We are then God’s “workmanship, created in Christ Jesus for good works, which God prepared beforehand, that we should walk in them” (Eph. 2:10). Out of all of God’s glorious creation, we are his workmanship. We who were originally made in his image yet fallen in sin are now redeemed to be conformed to the perfection of his Son, which we live out in good works. Yet, even our good works are according to the sovereign grace of God, that the world might see our good works and glorify our Father in heaven (Matt. 5:16). Therefore, let the testimony of our lives show and the praises of our tongues proclaim “the immeasurable riches of [God’s] grace in kindness toward us in Christ Jesus.” I never wanted to follow Jesus, but he rescued me by his grace forever!
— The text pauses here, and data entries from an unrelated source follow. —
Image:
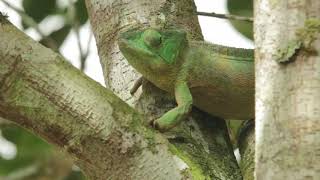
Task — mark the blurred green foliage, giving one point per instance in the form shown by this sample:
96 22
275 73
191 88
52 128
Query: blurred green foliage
38 10
33 151
242 8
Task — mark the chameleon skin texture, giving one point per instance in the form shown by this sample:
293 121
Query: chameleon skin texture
216 79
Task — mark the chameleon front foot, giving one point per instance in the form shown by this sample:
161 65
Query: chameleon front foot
163 124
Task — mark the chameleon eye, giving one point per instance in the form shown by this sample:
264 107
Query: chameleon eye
152 38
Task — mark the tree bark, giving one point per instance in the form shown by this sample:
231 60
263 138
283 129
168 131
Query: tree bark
40 91
43 93
287 92
109 19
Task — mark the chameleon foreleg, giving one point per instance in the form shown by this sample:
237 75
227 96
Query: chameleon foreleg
179 113
136 85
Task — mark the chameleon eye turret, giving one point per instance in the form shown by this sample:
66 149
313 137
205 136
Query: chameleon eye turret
152 38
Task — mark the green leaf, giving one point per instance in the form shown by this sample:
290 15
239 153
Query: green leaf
57 36
38 9
242 8
81 10
30 149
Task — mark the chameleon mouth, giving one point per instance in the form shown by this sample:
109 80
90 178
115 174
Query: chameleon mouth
128 47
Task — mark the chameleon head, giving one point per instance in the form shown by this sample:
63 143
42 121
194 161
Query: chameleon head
151 51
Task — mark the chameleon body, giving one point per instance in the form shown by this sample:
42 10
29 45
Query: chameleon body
214 78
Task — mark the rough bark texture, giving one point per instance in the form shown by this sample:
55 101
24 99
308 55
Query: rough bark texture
206 146
42 92
246 144
288 93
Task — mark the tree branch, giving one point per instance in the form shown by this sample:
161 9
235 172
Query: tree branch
226 16
42 92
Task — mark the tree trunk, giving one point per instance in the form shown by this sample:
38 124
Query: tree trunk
287 89
108 140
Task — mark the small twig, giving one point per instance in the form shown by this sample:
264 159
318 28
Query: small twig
226 16
30 22
76 27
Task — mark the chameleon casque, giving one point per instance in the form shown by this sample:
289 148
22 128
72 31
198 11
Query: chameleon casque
216 79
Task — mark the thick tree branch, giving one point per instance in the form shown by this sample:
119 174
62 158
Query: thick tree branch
226 16
39 90
201 138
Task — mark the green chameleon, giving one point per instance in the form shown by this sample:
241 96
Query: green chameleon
214 78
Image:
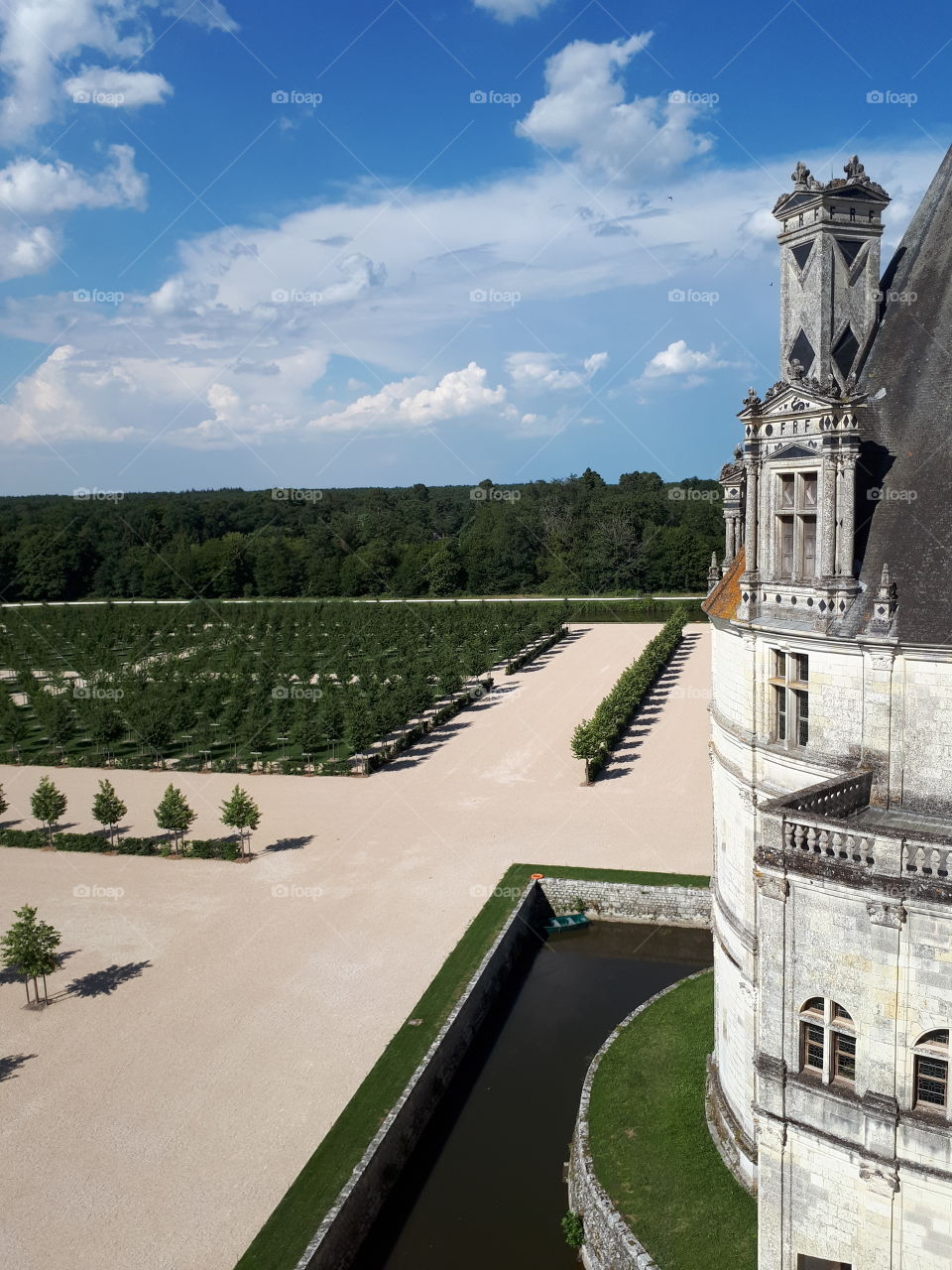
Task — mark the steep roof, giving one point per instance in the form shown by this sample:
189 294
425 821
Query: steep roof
725 597
909 454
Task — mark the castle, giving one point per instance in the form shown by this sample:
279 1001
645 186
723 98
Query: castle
832 748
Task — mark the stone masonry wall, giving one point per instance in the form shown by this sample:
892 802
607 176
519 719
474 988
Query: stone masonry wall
610 1243
622 902
339 1236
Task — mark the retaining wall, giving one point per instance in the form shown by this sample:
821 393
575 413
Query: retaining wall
622 902
610 1243
340 1233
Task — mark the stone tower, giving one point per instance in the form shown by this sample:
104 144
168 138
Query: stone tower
832 751
829 271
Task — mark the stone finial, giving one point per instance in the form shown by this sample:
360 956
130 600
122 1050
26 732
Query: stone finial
885 603
752 402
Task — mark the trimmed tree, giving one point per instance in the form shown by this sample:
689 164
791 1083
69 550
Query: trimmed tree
30 949
108 808
49 806
240 812
175 815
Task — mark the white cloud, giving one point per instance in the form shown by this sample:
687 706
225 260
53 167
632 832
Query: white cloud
98 85
585 113
31 189
540 371
508 10
39 39
407 404
680 359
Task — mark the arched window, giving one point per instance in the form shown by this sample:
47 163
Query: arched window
930 1079
828 1040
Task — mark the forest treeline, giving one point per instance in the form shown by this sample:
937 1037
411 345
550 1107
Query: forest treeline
576 535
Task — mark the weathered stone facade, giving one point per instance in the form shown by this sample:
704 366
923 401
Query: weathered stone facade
832 749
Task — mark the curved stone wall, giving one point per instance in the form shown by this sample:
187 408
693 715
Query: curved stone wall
610 1243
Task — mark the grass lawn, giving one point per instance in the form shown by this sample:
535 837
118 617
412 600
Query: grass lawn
293 1224
651 1144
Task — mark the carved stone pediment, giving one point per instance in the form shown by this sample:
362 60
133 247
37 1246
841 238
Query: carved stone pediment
879 1179
887 915
793 451
774 888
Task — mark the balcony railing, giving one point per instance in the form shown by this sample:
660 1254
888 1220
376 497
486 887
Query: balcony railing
825 824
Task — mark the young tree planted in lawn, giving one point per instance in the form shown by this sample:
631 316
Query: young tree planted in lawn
30 949
175 815
240 812
108 808
49 806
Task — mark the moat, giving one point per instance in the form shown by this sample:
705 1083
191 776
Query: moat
485 1185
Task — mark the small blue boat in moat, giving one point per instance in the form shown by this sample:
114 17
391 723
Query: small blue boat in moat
566 922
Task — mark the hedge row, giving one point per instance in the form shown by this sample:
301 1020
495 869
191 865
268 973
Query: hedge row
534 651
594 739
198 848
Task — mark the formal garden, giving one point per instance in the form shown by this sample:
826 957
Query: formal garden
246 688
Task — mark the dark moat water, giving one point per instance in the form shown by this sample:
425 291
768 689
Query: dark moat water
485 1185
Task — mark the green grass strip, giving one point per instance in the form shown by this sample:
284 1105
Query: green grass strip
293 1224
651 1144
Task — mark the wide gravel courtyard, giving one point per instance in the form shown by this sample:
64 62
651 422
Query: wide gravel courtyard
211 1020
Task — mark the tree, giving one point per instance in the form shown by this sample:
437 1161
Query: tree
108 808
175 815
49 806
30 948
240 812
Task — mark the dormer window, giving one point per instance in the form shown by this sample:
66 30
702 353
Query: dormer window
796 525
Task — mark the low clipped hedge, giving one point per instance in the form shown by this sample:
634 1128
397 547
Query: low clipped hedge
198 848
211 848
595 738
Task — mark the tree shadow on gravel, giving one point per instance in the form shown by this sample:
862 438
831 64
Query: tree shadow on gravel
624 757
103 983
290 843
10 1066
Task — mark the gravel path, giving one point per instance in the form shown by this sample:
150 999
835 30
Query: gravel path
220 1016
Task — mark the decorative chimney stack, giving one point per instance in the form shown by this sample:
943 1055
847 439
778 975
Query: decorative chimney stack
829 272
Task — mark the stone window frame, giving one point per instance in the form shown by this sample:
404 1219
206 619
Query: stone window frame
802 475
835 1025
929 1048
788 698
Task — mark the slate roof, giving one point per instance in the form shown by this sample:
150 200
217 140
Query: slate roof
725 598
909 451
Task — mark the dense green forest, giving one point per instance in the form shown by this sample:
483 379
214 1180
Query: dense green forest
571 536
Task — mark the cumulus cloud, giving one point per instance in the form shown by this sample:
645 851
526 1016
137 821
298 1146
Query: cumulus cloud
508 10
542 372
39 40
32 189
585 112
407 404
680 359
381 286
99 85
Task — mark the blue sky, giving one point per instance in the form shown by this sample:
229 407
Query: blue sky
370 244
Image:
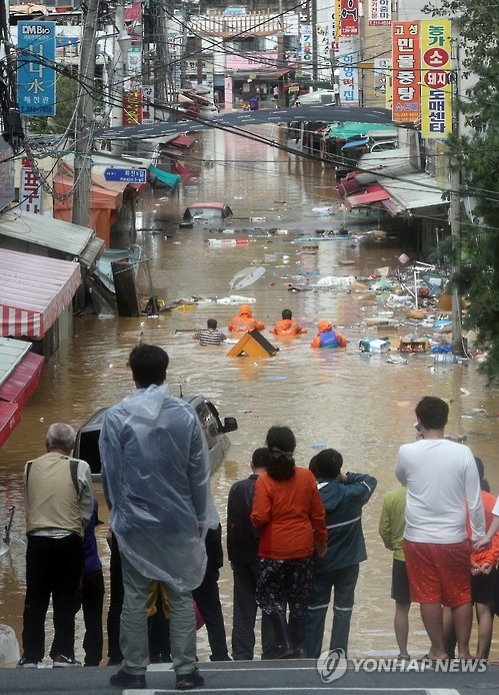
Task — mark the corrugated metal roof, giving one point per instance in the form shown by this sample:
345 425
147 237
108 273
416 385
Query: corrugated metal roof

[1] Unless referenced otherwise, all Scripture quotations are from The Holy Bible, English Standard Version (Wheaton: Crossway Bibles, 2001).

[2] https://hymnary.org/text/i_have_decided_to_follow_jesus

[3] https://redmountainmusic.bandcamp.com/album/depth-of-mercy

[4] Q. 31. What is effectual calling? A. Effectual calling is the work of God’s Spirit, whereby, convincing us of our sin and misery, enlightening our minds in the knowledge of Christ, and renewing our wills, he doth persuade and enable us to embrace Jesus Christ, freely offered to us in the gospel. “The Shorter Catechism,” The Westminster Confession of Faith and Catechisms (Lawrenceville: PCA Christian Education and Publications, 2007), 374-375.
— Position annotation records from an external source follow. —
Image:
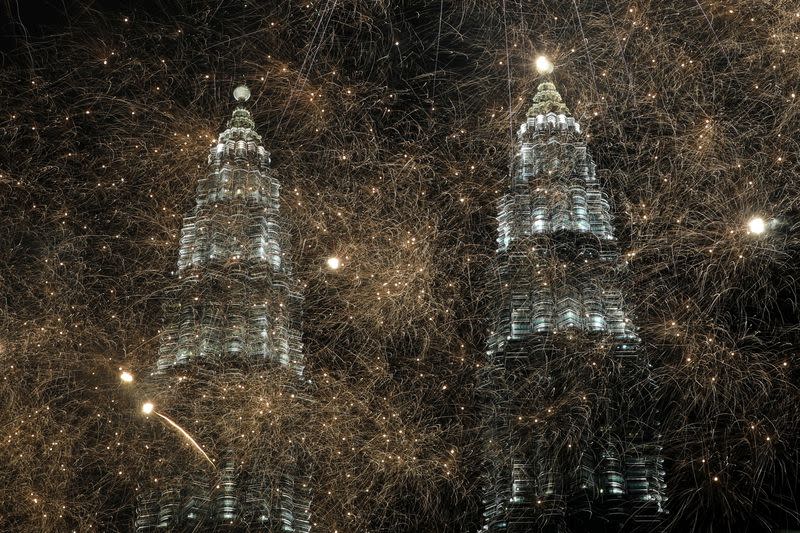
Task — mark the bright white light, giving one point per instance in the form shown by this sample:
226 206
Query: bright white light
543 65
241 93
757 225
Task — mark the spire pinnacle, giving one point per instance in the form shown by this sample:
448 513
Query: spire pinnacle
241 93
547 100
241 117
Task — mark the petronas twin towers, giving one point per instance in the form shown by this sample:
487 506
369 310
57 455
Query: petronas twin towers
571 438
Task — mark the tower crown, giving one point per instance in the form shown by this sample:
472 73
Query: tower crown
547 100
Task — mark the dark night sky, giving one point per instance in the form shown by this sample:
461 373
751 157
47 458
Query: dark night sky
389 127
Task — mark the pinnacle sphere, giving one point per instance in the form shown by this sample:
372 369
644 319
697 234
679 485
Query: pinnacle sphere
241 93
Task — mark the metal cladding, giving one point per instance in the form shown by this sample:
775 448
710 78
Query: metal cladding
559 305
236 308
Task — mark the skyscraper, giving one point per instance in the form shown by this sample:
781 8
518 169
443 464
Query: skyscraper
572 440
235 309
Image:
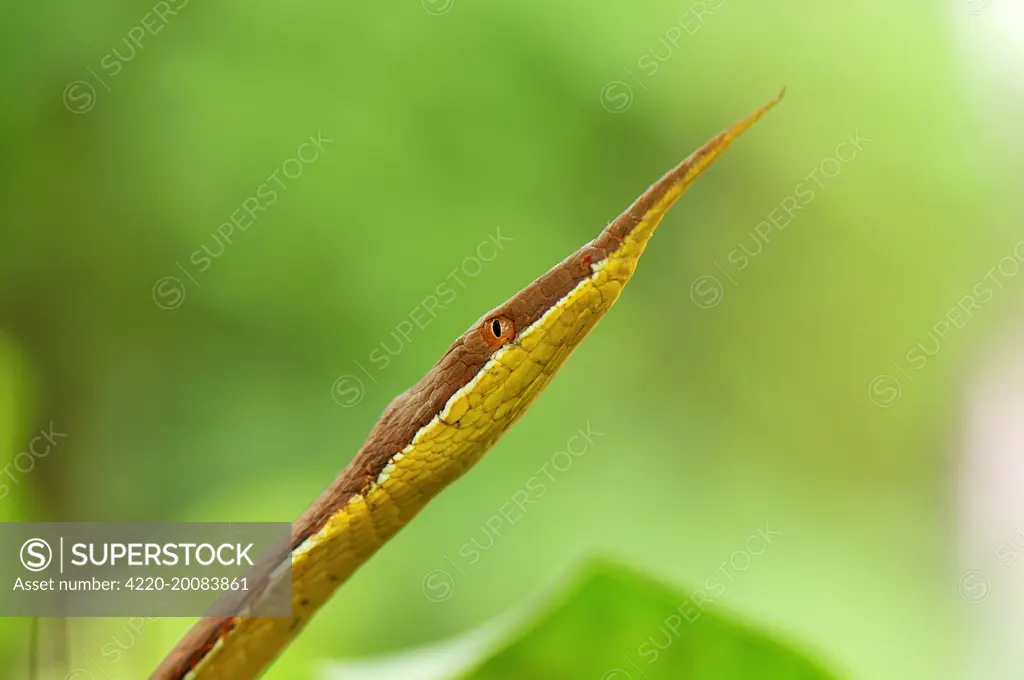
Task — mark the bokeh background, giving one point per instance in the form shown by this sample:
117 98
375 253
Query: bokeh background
809 391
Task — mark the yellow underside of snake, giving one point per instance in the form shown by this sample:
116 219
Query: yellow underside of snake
471 421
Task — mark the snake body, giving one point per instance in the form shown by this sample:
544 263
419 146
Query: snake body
436 430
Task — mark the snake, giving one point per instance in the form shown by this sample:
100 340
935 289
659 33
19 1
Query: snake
432 433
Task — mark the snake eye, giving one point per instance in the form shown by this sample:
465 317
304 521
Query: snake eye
498 331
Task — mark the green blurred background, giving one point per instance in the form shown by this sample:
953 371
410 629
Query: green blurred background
721 410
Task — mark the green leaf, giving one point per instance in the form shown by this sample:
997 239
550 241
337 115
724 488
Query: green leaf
610 624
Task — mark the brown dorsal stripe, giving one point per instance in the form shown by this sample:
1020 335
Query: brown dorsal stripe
417 407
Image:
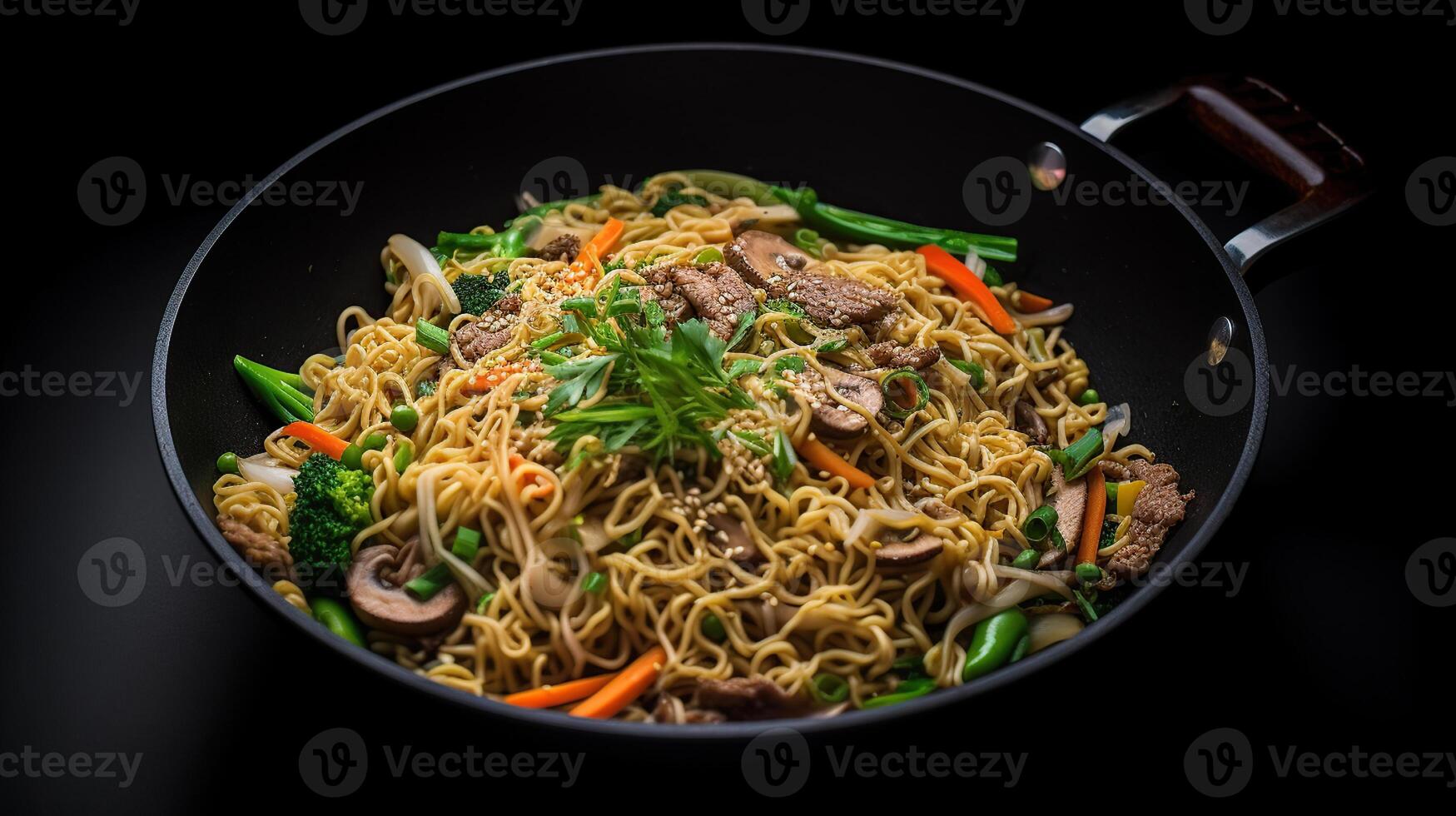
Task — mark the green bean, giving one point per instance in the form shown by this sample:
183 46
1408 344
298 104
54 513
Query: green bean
993 643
[5] “Amazing Grace!”, Trinity Hymnal, Revised Edition (Suwanee: Great Commission Publications, 1990), 460.

[6] Martin Luther, The Bondage of the Will (Grand Rapids: Revell, 1957), 202.

[7] D.M. Lloyd-Jones, Knowing the Times: Addresses Delivered on Various Occasions 1942-1977 (Edinburgh: The Banner of Truth Trust, 2021), 292.

[8] Q. 32. What benefits do they that are effectually called partake of in this life? A. They that are effectually called do in this life partake of justification, adoption and sanctification, and the several benefits which in this life do either accompany or flow from them. “The Shorter Catechism,” The Westminster Confession of Faith and Catechisms (Lawrenceville: PCA Christian Education and Publications, 2007), 375.

[9] Q. 33. What is justification? A. Justification is an act of God’s free grace, wherein he pardoneth all our sins, and accepteth us as righteous in his sight, only for the righteousness of Christ imputed to us, and received by faith alone. Ibid., 376.

[10] Q. 34. What is adoption? A. Adoption is an act of God’s free grace, whereby we are received into the number, and have a right to all the privileges of, the sons of God. Ibid., 376.

[11] Q. 35. What is sanctification? A. Sanctification is the work of God’s free grace, whereby we are renewed in the whole man after the image of God, and are enabled more and more to die unto sin, and live unto righteousness. Ibid., 377.